•Says economy weighed down by high import bills
By Chinwendu Obienyi
The Central Bank of Nigeria (CBN) has revealed that the nation’s gross external reserves fell by $1.5 billion in the first four months of 2023.
Latest figures on movement of the external reserves by the CBN tracked by Daily Sun revealed that the figure, which stood at $36.73 billion as of February 20 fell to $36.68 billion as of the end of February 27, 2023.
Furthermore, it fell from $35.14 billion to $34.91 as of the end of March and April 2023 respectively. This represents about $1.5 billion lost in the first four months of 2023.
This was even as the apex bank stated that the economy continues to be weighed down by high import bills, leading to pressure on foreign exchange (FX) and resultant increase in the general price level.
Governor Godwin Emefiele, who stated this during the Monetary Policy Committee (MPC) meeting in Abuja wednesday, said that the MPC noted the moderate decline in the level of gross external reserves to $34.91 billion in April 2023, from $35.14 billion by end-of March 2023.
According to him, the decline was attributable to transactions in the foreign exchange market and largely to miniscule accretion to reserves from crude oil exports.
He said, “The MPC observed that the economy continued to be weighed down by high import bills, leading to pressure on foreign exchange and resultant increase in the general price level.
The Committee noted that the economy needs to build up the stock of foreign reserves to act as buffers against shocks.
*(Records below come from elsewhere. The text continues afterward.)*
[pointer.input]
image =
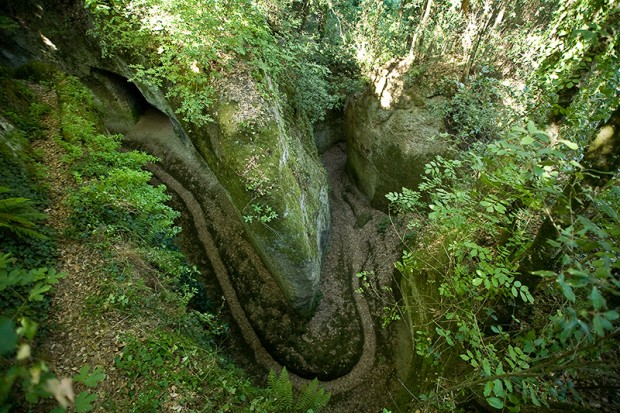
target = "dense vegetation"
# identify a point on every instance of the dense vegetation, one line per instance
(516, 236)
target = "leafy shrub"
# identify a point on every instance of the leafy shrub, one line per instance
(489, 213)
(123, 203)
(476, 112)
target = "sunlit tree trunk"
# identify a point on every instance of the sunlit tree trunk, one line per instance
(601, 160)
(420, 29)
(480, 35)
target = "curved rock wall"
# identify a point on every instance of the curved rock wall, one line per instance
(388, 144)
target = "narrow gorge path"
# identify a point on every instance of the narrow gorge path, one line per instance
(351, 249)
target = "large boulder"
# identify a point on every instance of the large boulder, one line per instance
(271, 169)
(392, 132)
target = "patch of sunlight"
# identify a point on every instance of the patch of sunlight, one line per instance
(48, 42)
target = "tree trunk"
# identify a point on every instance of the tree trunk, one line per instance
(420, 29)
(601, 161)
(479, 36)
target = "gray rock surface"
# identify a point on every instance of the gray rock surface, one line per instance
(387, 147)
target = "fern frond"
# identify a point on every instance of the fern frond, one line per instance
(282, 390)
(312, 398)
(18, 216)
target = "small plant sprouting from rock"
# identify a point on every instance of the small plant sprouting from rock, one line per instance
(260, 186)
(311, 398)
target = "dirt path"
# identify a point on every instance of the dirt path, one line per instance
(358, 245)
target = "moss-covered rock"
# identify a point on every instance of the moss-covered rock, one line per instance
(389, 144)
(272, 172)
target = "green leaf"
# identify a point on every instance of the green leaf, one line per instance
(487, 389)
(569, 144)
(566, 289)
(527, 140)
(36, 294)
(495, 402)
(83, 402)
(598, 302)
(486, 367)
(8, 336)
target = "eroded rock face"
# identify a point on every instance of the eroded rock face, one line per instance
(390, 140)
(272, 172)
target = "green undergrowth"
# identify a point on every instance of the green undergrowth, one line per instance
(170, 335)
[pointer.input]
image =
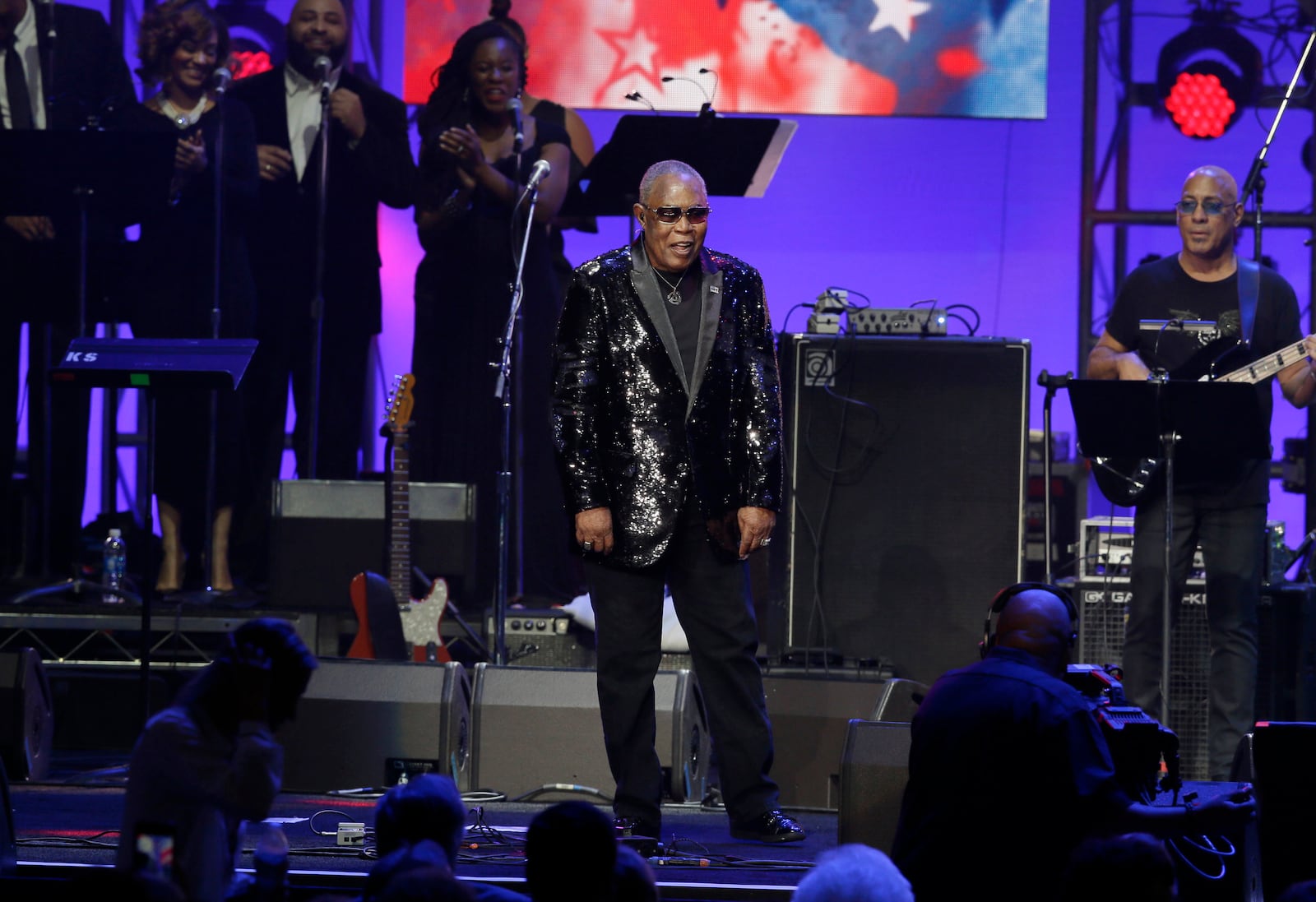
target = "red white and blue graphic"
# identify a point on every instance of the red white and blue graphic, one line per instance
(962, 58)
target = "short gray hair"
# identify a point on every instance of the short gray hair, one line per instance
(669, 167)
(853, 873)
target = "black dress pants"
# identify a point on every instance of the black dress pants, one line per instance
(708, 594)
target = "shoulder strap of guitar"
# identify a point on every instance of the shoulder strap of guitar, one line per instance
(1249, 289)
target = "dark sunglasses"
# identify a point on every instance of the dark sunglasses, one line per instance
(671, 215)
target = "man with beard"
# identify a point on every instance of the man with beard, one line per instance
(370, 164)
(668, 428)
(1217, 504)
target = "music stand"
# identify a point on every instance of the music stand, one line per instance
(151, 363)
(122, 173)
(1160, 419)
(737, 157)
(63, 173)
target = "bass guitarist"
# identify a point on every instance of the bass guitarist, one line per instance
(1219, 505)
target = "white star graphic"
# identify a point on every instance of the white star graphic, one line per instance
(898, 15)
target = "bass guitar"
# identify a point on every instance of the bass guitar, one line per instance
(392, 623)
(1127, 482)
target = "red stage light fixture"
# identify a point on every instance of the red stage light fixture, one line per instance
(1207, 75)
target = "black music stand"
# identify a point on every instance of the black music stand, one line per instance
(1162, 419)
(151, 363)
(120, 175)
(116, 175)
(737, 157)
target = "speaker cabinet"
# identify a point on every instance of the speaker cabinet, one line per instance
(1277, 759)
(26, 718)
(368, 724)
(906, 491)
(537, 726)
(874, 770)
(326, 531)
(809, 713)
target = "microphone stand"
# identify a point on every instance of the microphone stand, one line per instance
(1256, 182)
(317, 304)
(503, 391)
(1052, 384)
(217, 252)
(48, 61)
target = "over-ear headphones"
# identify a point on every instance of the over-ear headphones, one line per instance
(1003, 597)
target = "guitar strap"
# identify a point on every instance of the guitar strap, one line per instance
(1249, 287)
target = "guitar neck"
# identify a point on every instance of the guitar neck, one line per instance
(1267, 366)
(399, 524)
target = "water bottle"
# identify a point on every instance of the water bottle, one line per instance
(271, 864)
(115, 570)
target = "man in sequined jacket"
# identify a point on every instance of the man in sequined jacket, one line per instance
(668, 426)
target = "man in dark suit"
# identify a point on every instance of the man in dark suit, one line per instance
(39, 258)
(370, 164)
(669, 436)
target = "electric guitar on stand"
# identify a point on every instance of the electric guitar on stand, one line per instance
(1127, 482)
(392, 623)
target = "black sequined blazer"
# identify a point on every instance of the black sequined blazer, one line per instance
(627, 426)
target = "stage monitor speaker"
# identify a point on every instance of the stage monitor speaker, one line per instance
(899, 701)
(1277, 759)
(26, 715)
(372, 724)
(326, 531)
(811, 713)
(536, 726)
(905, 504)
(874, 770)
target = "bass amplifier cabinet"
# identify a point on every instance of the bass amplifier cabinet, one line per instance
(326, 531)
(544, 636)
(1286, 673)
(373, 724)
(905, 500)
(537, 729)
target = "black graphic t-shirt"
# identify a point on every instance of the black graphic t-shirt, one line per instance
(1162, 291)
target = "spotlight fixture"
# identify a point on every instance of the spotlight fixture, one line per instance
(1207, 75)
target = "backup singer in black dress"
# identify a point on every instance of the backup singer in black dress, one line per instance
(470, 182)
(181, 46)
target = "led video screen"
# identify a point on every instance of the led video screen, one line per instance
(961, 58)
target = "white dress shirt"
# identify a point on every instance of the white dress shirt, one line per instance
(25, 45)
(303, 96)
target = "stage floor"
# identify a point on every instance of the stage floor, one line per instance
(72, 821)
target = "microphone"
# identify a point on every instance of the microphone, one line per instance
(716, 81)
(539, 173)
(223, 79)
(635, 96)
(519, 141)
(707, 107)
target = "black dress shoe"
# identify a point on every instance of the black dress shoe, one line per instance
(640, 835)
(769, 827)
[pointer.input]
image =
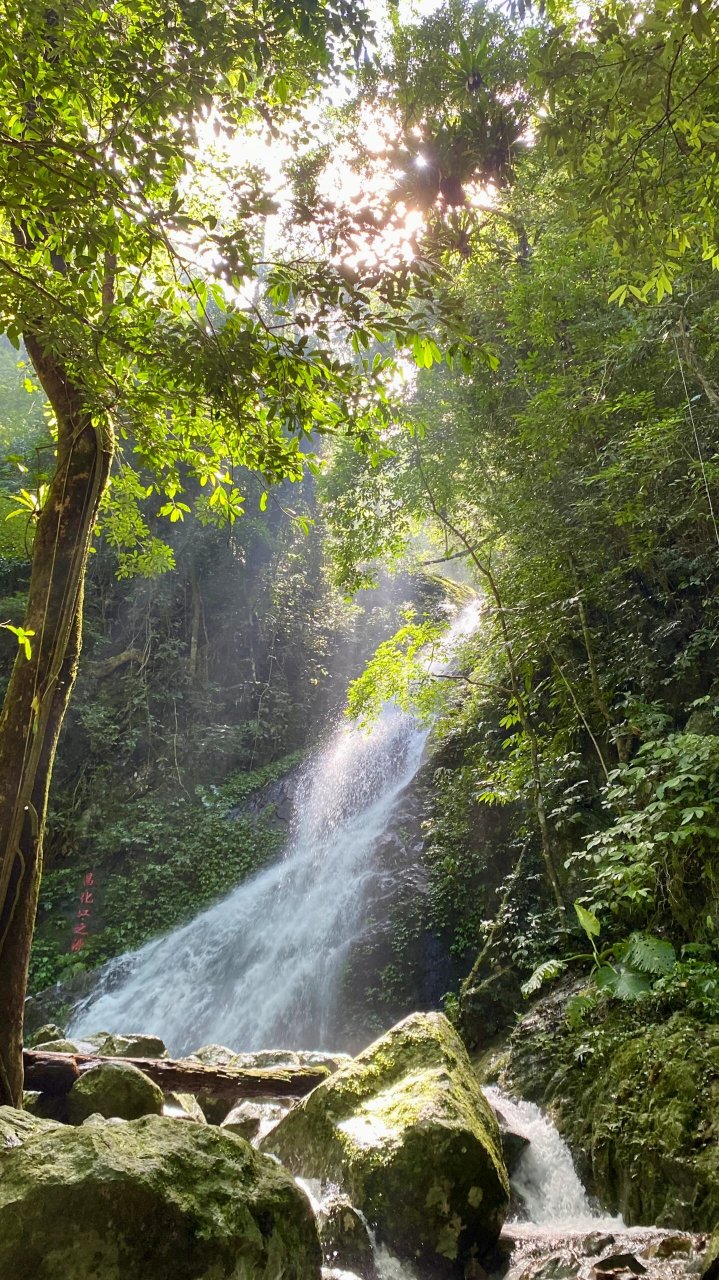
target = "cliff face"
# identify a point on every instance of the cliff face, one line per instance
(636, 1097)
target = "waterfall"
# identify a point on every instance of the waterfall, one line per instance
(545, 1178)
(264, 967)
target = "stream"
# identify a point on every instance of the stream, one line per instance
(264, 967)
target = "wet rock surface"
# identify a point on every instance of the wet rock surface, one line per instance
(407, 1133)
(255, 1118)
(346, 1239)
(114, 1089)
(152, 1200)
(548, 1255)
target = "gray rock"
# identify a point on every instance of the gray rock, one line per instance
(129, 1046)
(151, 1200)
(213, 1055)
(619, 1262)
(595, 1243)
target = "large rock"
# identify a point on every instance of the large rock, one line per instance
(255, 1118)
(114, 1089)
(128, 1046)
(152, 1200)
(63, 1046)
(710, 1261)
(17, 1127)
(183, 1106)
(635, 1100)
(407, 1132)
(346, 1239)
(49, 1032)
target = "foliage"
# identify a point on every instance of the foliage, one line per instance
(398, 671)
(630, 94)
(158, 864)
(656, 856)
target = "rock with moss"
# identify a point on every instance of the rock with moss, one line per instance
(710, 1261)
(17, 1127)
(49, 1032)
(114, 1089)
(213, 1055)
(183, 1106)
(151, 1200)
(635, 1100)
(63, 1046)
(408, 1134)
(346, 1239)
(128, 1046)
(46, 1106)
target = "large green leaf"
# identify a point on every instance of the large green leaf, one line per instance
(649, 954)
(589, 920)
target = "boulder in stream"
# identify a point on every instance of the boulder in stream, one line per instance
(256, 1116)
(114, 1089)
(710, 1261)
(44, 1034)
(346, 1239)
(17, 1127)
(408, 1134)
(109, 1045)
(152, 1200)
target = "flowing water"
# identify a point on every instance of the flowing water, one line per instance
(264, 967)
(545, 1179)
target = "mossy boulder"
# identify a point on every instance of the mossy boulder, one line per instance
(408, 1134)
(17, 1127)
(152, 1200)
(183, 1106)
(131, 1046)
(710, 1261)
(114, 1089)
(256, 1116)
(49, 1032)
(637, 1102)
(63, 1046)
(344, 1238)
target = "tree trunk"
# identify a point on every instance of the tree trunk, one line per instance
(56, 1073)
(40, 689)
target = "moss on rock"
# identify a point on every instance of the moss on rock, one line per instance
(152, 1200)
(114, 1089)
(17, 1127)
(637, 1102)
(406, 1129)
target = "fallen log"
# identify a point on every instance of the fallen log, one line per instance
(56, 1073)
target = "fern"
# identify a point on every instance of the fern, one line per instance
(544, 973)
(649, 954)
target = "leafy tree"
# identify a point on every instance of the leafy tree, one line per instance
(630, 114)
(133, 296)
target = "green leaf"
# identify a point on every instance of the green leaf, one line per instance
(545, 972)
(589, 920)
(649, 954)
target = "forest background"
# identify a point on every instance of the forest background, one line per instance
(543, 245)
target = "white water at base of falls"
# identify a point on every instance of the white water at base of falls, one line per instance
(545, 1178)
(264, 967)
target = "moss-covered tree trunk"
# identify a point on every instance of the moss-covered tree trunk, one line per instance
(40, 689)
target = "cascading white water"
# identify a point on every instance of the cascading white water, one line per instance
(545, 1178)
(264, 967)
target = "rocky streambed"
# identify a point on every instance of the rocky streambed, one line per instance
(394, 1168)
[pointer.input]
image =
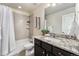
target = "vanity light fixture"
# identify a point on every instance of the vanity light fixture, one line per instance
(19, 7)
(53, 4)
(48, 4)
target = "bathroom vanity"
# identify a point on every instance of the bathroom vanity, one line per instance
(44, 47)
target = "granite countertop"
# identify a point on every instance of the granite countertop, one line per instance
(63, 43)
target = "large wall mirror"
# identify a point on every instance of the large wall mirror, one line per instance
(60, 17)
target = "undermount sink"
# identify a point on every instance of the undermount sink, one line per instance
(52, 40)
In addition, the current trend in price development would continue to be monitored by the bank with greater collaboration with the fiscal authority, to address the drivers of inflation”.
Speaking more on inflation, Emefiele noted that despite the tight monetary policy stance adopted since its May 2022 meeting, inflation had not decelerated towards the CBN’s long run objective.
While stating that the situation remained the biggest challenge confronting macroeconomic stability in Nigeria, he said that headline inflation remained high due largely to a host of non-monetary issues outside the reach of the central bank such as the perennial scarcity of Premium Motor Spirit (PMS) and expectations of short-term hikes in the pump price of PMS; high and rising price of various energy sources; and a host of headwinds confronting the food supply chain.
“In this circumstance, the Committee enjoined the fiscal authority to explore other avenues to expand the fiscal safety net in an urgent bid to improve its ability to respond to legacy and
emerging shocks. Non-oil revenue sources, such as the expansion of the tax bracket, will enable the reduction of fiscal deficit and public debt to improve fiscal space.
Confronted by these challenges, the Committee tasked the Bank’s Research and Monetary Policy Departments to evaluate the counterfactual evidence from available data, using empirical
analysis. The results revealed that following each monetary policy rate hike, the rise in inflation moderated relative to what it could have been, if the MPC had not aggressively raised rates at all”, the CBN Governor said.